Fourth quarter online-school is upon us and I am yet again getting reports of my 8th-grade son’s deficiency in math. Counting two rounds of kindergarten, this is the 10th year of hearing this refrain. Here’s the thing – I don’t even care.
Is it laziness? Being worn down as a parent? Sympathy because middle-school math was my worst subject? Probably all of the above.
But there is something else.
Some of you have brilliant children who will go into engineering and create bridges, art museums and other monolithic structures that amaze mankind. My kid, and about 90% of his peers, will not. He will never need to calculate the slope of a line, the volume of a cone, or create a 3-variable equation figure out, well, ANYTHING.
And yet, we will slog through high school math that teaches him nothing of what he needs to know while cratering his confidence and convincing him that he is dumb. What a system!
Here is a list the of math I wish kids would (but don’t) get taught in school:
- Elementary school: Adding and subtracting via memorization, not this stupid finger tapping method they use now, telling time on a clock with hands, a step-by-repeatable-step method of long multiplication and division problems.

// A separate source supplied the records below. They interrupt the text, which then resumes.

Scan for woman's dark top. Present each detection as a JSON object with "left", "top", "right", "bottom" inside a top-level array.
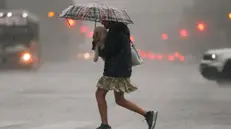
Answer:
[{"left": 100, "top": 22, "right": 132, "bottom": 77}]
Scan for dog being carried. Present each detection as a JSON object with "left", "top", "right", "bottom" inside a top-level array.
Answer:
[{"left": 92, "top": 26, "right": 107, "bottom": 62}]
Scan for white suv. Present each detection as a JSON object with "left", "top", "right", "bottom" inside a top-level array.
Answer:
[{"left": 200, "top": 48, "right": 231, "bottom": 81}]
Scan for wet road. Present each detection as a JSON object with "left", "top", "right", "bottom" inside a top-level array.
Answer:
[{"left": 0, "top": 62, "right": 231, "bottom": 129}]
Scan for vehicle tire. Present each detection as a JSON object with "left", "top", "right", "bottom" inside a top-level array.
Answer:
[
  {"left": 221, "top": 59, "right": 231, "bottom": 80},
  {"left": 201, "top": 70, "right": 219, "bottom": 81}
]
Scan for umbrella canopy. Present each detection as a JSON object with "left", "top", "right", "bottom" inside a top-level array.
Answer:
[{"left": 59, "top": 3, "right": 133, "bottom": 24}]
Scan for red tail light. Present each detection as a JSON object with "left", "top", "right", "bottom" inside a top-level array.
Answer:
[
  {"left": 66, "top": 19, "right": 76, "bottom": 26},
  {"left": 180, "top": 29, "right": 188, "bottom": 37},
  {"left": 130, "top": 35, "right": 135, "bottom": 42},
  {"left": 80, "top": 26, "right": 88, "bottom": 33},
  {"left": 88, "top": 31, "right": 94, "bottom": 38},
  {"left": 197, "top": 23, "right": 206, "bottom": 31}
]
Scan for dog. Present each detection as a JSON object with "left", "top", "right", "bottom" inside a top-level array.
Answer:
[{"left": 92, "top": 26, "right": 107, "bottom": 62}]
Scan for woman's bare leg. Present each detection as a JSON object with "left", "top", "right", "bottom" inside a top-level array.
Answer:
[
  {"left": 95, "top": 88, "right": 108, "bottom": 124},
  {"left": 114, "top": 92, "right": 147, "bottom": 116}
]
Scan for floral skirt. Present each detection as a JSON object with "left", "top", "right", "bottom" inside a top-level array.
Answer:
[{"left": 97, "top": 76, "right": 138, "bottom": 93}]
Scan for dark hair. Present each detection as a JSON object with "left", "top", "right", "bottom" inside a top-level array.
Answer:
[{"left": 113, "top": 22, "right": 131, "bottom": 39}]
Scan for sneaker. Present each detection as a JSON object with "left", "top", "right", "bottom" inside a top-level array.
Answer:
[
  {"left": 96, "top": 124, "right": 111, "bottom": 129},
  {"left": 145, "top": 111, "right": 158, "bottom": 129}
]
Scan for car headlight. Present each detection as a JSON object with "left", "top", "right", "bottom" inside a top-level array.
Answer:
[{"left": 203, "top": 54, "right": 217, "bottom": 60}]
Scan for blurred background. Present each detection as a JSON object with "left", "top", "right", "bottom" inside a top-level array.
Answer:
[{"left": 0, "top": 0, "right": 231, "bottom": 62}]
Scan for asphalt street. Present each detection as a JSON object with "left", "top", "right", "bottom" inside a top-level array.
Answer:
[{"left": 0, "top": 62, "right": 231, "bottom": 129}]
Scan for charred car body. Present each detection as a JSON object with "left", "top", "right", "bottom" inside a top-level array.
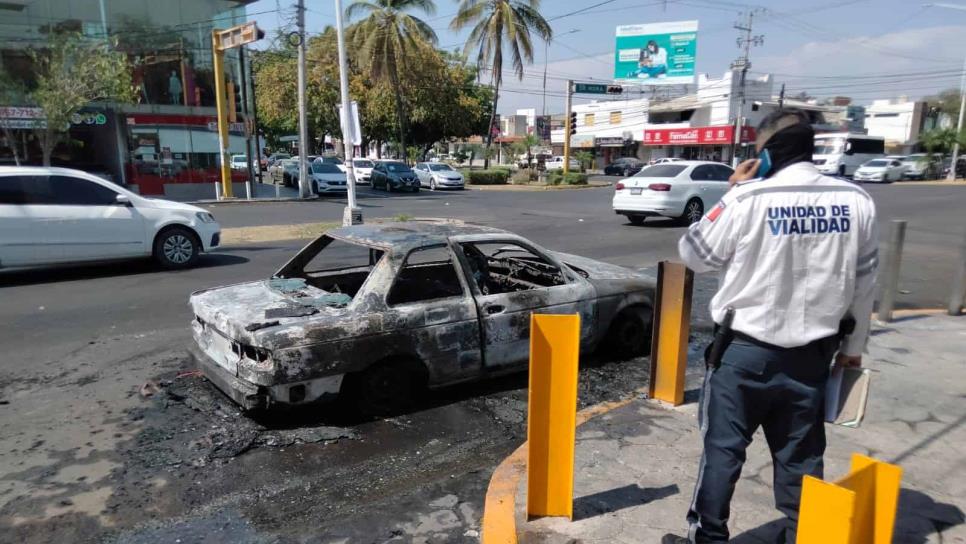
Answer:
[{"left": 190, "top": 222, "right": 654, "bottom": 410}]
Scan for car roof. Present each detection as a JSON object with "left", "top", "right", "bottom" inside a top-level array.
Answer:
[{"left": 327, "top": 221, "right": 517, "bottom": 252}]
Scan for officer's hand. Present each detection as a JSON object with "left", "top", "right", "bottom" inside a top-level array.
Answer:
[
  {"left": 835, "top": 353, "right": 862, "bottom": 368},
  {"left": 728, "top": 159, "right": 758, "bottom": 187}
]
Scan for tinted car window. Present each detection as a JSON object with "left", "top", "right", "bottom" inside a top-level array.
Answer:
[
  {"left": 634, "top": 164, "right": 687, "bottom": 178},
  {"left": 49, "top": 176, "right": 117, "bottom": 206},
  {"left": 691, "top": 164, "right": 714, "bottom": 181}
]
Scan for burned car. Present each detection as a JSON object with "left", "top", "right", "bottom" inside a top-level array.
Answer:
[{"left": 190, "top": 221, "right": 654, "bottom": 411}]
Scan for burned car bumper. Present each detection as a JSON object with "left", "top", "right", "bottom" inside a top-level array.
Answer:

- Middle school: Making change, converting fractions for recipes, interpreting charts and graphs.
- High school: Negotiating pay, household budgeting, how credit cards work, how not to get in over your head in student debt, how to use information in large data sets to solve problems.
For a great discussion on the history of the US math curriculum and ideas to fix it, check out the Freakonomics Radio podcast Episode 391, titled “America’s Math Curriculum Doesn’t Add Up.”
While you are doing that, I’ll be looking for a fake college sports team to bribe my children onto so we can just stop worrying about math grades altogether.